Not every AI agent built by staff gets published, of course. One of the primary functions of the AI CoE is to understand the problem a tool is being designed to solve, as well as the impact it might have on the overall business process. Before moving forward, a cross-functional team evaluates a tool's likely value through the lenses of user experience, business process engineering, AI engineering and more. With so many priorities and possible ideas in the funnel, it's imperative to be disciplined and not overlook this part of the process.
Redefine human ingenuity and outcomes
A "trusted intelligence" vision will accelerate client outcomes, scale advisory services, and compound trust and quality. It will enable staff to accelerate their careers as trusted advisors. These steps will allow firms to measure AI value using traditional business metrics that matter to clients and staff, rather than activity and spending metrics that don't (e.g., the number of licenses purchased, dollars invested or tokens consumed).

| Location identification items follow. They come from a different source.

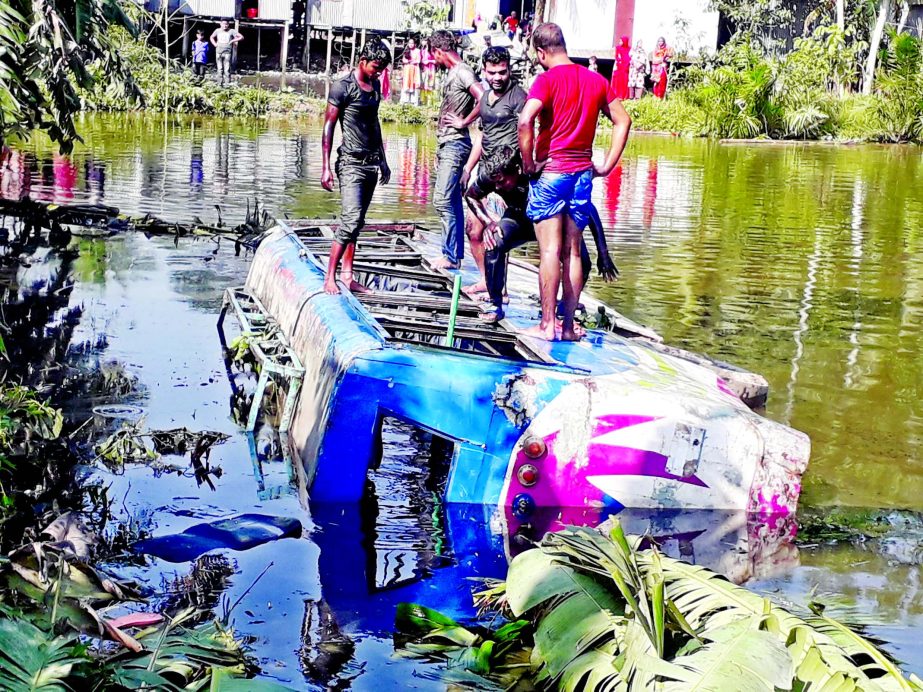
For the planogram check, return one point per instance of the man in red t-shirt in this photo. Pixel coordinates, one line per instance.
(567, 100)
(511, 23)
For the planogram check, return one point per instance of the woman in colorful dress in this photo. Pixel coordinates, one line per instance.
(410, 84)
(620, 71)
(637, 71)
(428, 63)
(660, 63)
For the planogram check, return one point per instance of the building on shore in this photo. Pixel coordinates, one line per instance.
(318, 35)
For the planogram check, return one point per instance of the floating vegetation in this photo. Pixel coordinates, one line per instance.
(133, 444)
(589, 611)
(65, 221)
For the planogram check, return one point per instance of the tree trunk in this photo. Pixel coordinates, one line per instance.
(884, 13)
(905, 14)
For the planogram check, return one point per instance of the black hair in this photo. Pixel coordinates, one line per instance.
(376, 49)
(496, 55)
(549, 38)
(443, 40)
(504, 159)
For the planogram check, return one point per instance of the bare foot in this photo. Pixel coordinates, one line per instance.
(537, 331)
(492, 317)
(577, 329)
(479, 287)
(444, 263)
(356, 287)
(575, 333)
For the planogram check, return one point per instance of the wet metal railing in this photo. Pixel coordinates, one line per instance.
(270, 349)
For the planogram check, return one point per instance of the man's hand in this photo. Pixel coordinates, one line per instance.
(601, 171)
(535, 169)
(326, 180)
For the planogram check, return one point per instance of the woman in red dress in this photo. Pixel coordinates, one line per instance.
(621, 68)
(660, 60)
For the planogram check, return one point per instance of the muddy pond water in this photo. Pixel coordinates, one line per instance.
(803, 262)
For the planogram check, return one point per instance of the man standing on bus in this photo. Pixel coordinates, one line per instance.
(361, 163)
(569, 99)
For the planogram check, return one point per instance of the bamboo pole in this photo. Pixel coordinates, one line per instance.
(284, 57)
(329, 49)
(453, 312)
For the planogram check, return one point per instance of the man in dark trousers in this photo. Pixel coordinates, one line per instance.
(499, 112)
(361, 163)
(461, 92)
(501, 173)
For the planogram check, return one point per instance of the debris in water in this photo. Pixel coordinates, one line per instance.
(235, 533)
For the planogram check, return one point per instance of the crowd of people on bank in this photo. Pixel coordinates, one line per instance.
(634, 66)
(534, 152)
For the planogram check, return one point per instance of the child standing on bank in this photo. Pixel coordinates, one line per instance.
(199, 55)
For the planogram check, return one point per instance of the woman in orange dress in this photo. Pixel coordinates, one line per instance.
(410, 85)
(660, 63)
(621, 69)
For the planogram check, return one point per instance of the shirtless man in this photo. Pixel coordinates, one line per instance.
(569, 99)
(361, 163)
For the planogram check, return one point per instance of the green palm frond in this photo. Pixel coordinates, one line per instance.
(31, 659)
(608, 613)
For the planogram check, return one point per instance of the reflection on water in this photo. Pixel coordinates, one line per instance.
(802, 262)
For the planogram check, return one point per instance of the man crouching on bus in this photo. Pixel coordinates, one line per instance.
(361, 163)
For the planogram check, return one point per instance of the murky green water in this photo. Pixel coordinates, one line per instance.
(801, 262)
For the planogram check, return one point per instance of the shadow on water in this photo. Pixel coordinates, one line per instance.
(801, 262)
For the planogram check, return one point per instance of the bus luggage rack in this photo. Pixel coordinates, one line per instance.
(274, 356)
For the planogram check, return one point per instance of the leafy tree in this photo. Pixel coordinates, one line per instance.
(425, 16)
(48, 50)
(755, 17)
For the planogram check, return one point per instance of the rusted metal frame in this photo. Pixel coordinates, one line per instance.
(419, 302)
(284, 363)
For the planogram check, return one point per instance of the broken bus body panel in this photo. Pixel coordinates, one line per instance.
(608, 422)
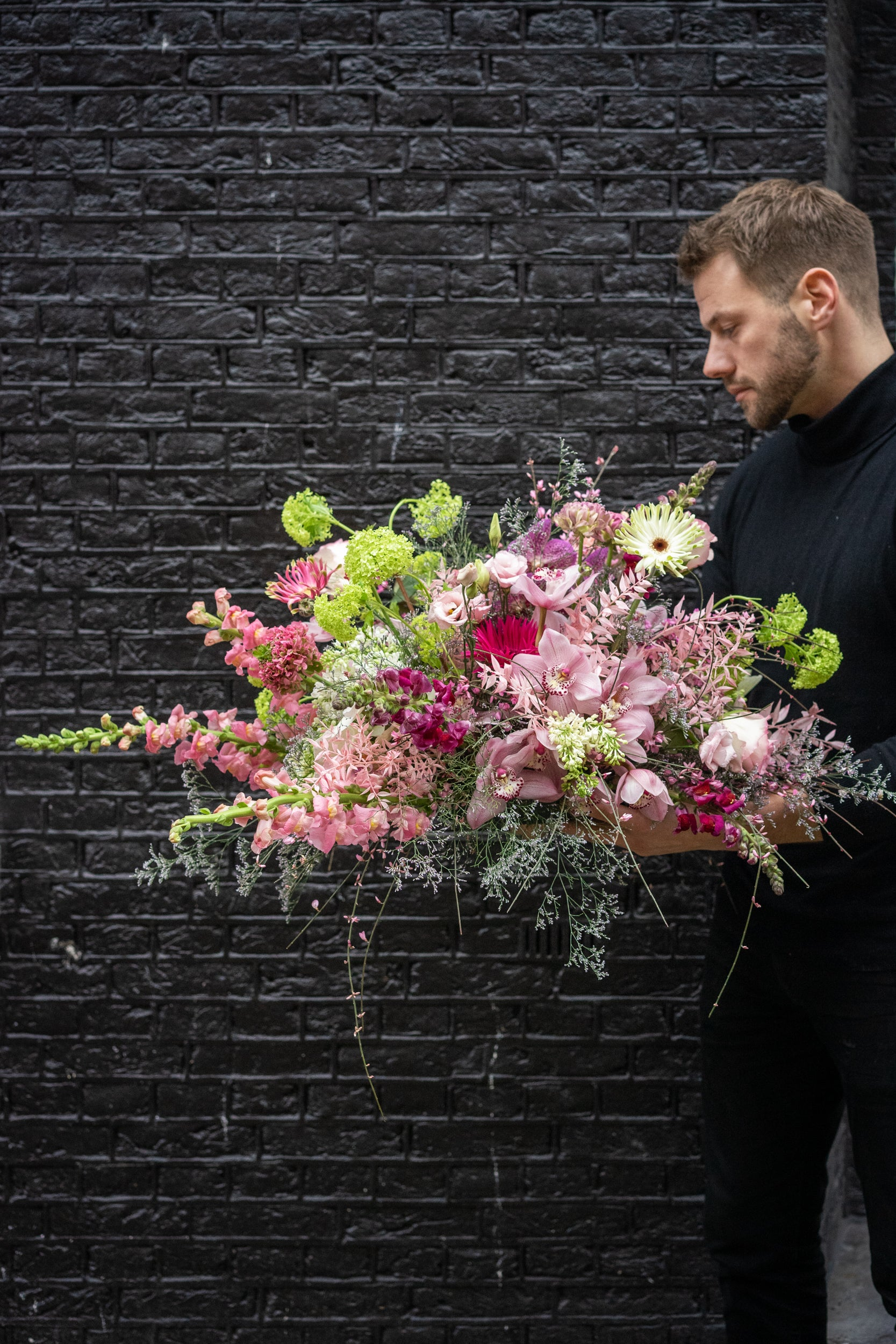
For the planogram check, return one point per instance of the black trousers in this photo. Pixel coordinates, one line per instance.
(808, 1022)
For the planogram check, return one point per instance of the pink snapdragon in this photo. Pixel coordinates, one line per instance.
(175, 730)
(706, 547)
(242, 656)
(200, 749)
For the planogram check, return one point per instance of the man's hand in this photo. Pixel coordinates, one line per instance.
(647, 838)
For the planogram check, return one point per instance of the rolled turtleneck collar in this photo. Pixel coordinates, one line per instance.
(856, 423)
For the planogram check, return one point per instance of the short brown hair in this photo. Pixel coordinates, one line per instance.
(777, 230)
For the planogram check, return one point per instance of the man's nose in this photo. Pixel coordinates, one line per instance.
(718, 362)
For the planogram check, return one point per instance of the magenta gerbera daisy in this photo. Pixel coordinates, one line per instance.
(302, 584)
(504, 638)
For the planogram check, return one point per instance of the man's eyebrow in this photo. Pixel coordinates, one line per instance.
(720, 319)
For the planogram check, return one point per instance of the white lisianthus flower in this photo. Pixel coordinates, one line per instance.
(665, 538)
(736, 744)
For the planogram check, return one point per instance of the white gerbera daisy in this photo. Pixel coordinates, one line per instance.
(665, 538)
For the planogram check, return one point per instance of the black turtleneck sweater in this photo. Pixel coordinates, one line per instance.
(813, 512)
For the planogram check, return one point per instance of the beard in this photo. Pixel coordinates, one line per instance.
(793, 362)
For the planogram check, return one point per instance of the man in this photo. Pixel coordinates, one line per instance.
(786, 283)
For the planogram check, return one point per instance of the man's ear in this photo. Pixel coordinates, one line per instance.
(816, 299)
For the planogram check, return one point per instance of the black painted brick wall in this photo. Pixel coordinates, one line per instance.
(351, 245)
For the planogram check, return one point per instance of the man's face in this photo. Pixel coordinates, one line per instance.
(758, 348)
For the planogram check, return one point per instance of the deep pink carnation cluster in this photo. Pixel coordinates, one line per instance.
(292, 655)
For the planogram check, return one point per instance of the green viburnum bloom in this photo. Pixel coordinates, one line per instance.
(819, 660)
(574, 737)
(784, 623)
(378, 554)
(269, 718)
(336, 614)
(437, 512)
(431, 641)
(308, 518)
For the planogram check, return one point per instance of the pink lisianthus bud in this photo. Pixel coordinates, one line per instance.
(505, 568)
(706, 549)
(199, 616)
(449, 609)
(409, 823)
(739, 744)
(645, 791)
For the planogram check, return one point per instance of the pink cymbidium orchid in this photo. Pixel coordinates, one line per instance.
(562, 674)
(518, 767)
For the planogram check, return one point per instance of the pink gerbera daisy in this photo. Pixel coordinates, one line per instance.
(504, 639)
(302, 584)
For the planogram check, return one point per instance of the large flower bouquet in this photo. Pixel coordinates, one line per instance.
(501, 710)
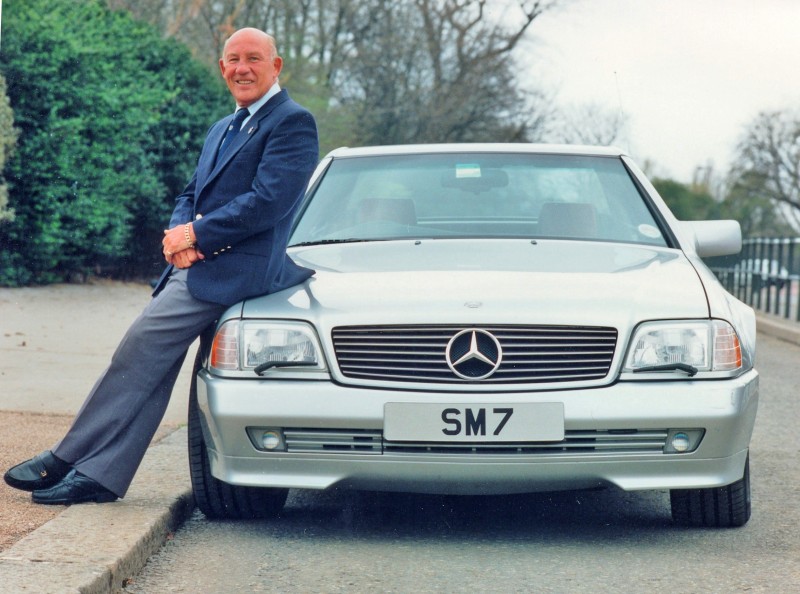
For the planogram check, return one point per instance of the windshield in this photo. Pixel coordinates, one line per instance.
(476, 195)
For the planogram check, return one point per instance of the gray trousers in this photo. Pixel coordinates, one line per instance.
(116, 423)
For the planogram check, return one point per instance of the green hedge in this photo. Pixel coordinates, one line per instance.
(111, 119)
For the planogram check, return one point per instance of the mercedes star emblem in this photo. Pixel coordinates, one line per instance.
(474, 354)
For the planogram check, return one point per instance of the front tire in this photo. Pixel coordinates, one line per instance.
(215, 498)
(720, 507)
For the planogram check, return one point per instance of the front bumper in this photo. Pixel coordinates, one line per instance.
(630, 416)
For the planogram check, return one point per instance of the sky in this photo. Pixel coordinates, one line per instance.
(690, 75)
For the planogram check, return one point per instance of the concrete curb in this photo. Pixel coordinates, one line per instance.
(92, 548)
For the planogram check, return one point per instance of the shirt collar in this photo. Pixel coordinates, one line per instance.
(254, 107)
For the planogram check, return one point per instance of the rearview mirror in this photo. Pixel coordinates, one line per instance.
(715, 238)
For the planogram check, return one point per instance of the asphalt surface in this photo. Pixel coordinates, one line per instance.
(98, 548)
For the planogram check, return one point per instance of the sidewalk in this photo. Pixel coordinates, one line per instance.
(95, 548)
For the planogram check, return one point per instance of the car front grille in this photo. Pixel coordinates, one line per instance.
(530, 354)
(360, 441)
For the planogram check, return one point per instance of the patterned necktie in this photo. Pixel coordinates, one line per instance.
(233, 130)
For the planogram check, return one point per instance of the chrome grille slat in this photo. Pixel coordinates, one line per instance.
(369, 442)
(531, 354)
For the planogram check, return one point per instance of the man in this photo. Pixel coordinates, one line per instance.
(226, 241)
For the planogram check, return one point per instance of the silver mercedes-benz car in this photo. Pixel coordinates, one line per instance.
(484, 319)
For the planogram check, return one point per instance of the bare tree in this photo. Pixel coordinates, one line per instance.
(768, 162)
(390, 71)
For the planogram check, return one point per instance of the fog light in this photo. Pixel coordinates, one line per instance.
(680, 442)
(271, 440)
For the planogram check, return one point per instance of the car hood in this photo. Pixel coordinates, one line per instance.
(489, 282)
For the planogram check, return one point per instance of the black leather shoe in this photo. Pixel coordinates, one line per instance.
(74, 488)
(40, 472)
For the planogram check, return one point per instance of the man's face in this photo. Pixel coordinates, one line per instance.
(248, 66)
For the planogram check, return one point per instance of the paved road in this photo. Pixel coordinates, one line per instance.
(596, 541)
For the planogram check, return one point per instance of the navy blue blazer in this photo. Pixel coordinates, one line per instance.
(242, 206)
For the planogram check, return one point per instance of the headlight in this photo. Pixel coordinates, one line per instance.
(698, 346)
(263, 345)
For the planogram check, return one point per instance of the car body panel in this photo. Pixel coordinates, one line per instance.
(618, 427)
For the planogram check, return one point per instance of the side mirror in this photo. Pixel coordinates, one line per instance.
(715, 238)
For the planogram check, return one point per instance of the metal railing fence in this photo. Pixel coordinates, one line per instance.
(765, 275)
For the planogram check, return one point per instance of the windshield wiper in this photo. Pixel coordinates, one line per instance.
(328, 241)
(270, 364)
(690, 370)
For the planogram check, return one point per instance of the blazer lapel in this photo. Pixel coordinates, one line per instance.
(249, 131)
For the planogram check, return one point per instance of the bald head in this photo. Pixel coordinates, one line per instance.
(250, 65)
(256, 36)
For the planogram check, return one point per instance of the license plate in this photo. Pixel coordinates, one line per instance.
(533, 421)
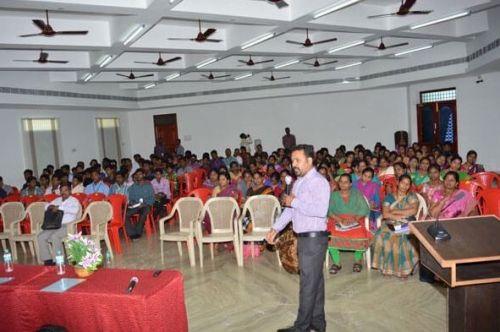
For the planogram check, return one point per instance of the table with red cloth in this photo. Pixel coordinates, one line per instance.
(98, 304)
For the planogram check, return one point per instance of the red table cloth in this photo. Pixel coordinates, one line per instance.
(98, 304)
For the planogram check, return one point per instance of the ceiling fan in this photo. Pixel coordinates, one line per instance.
(382, 46)
(131, 76)
(202, 36)
(279, 3)
(250, 62)
(43, 58)
(160, 61)
(318, 64)
(308, 42)
(212, 77)
(48, 31)
(272, 78)
(404, 10)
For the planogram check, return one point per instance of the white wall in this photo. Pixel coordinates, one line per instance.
(78, 134)
(478, 115)
(323, 120)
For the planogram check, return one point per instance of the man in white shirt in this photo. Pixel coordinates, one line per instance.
(72, 209)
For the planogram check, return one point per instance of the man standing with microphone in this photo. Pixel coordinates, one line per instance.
(307, 208)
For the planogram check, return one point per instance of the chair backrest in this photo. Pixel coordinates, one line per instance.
(119, 204)
(423, 211)
(223, 212)
(263, 210)
(10, 212)
(489, 202)
(188, 209)
(487, 179)
(36, 212)
(100, 213)
(202, 193)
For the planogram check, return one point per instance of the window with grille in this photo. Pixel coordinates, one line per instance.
(41, 143)
(109, 138)
(438, 95)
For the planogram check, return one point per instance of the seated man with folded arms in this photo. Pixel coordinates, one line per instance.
(71, 208)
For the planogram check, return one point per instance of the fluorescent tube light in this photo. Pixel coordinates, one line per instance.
(242, 76)
(134, 33)
(413, 50)
(257, 40)
(349, 65)
(206, 63)
(346, 46)
(172, 76)
(289, 63)
(105, 60)
(440, 20)
(336, 6)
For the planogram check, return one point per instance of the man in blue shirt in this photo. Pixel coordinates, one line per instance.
(141, 198)
(96, 186)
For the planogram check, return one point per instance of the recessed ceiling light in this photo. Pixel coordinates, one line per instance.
(336, 6)
(348, 66)
(441, 20)
(257, 40)
(206, 63)
(134, 33)
(242, 76)
(413, 50)
(172, 76)
(346, 46)
(288, 63)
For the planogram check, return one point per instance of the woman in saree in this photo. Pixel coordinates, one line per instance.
(371, 191)
(347, 207)
(395, 254)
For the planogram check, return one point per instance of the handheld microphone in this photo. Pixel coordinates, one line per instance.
(288, 181)
(131, 285)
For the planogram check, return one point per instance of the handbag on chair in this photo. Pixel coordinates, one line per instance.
(52, 219)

Indeed, token pricing adds another reason to be value-led. As AI becomes a consumption-based capability, firms need to understand not just who is using AI, but where its use is producing measurable value that meaningfully exceeds the cost of the tokens consumed.
The future of AI in professional services will not be won by the firms that spend the most. It will be won by the firms that learn the fastest, govern the smartest and empower their people to turn trusted intelligence into better outcomes.
Although AI technology is powerful and continues to improve, it is human judgment and creativity combined with trusted data that will drive real business outcomes. AI's potential is not to replace human ingenuity but to multiply it. By choosing to laser focus on value and trust before scale, AI and human expertise together can deliver lasting benefits to staff, clients and the profession.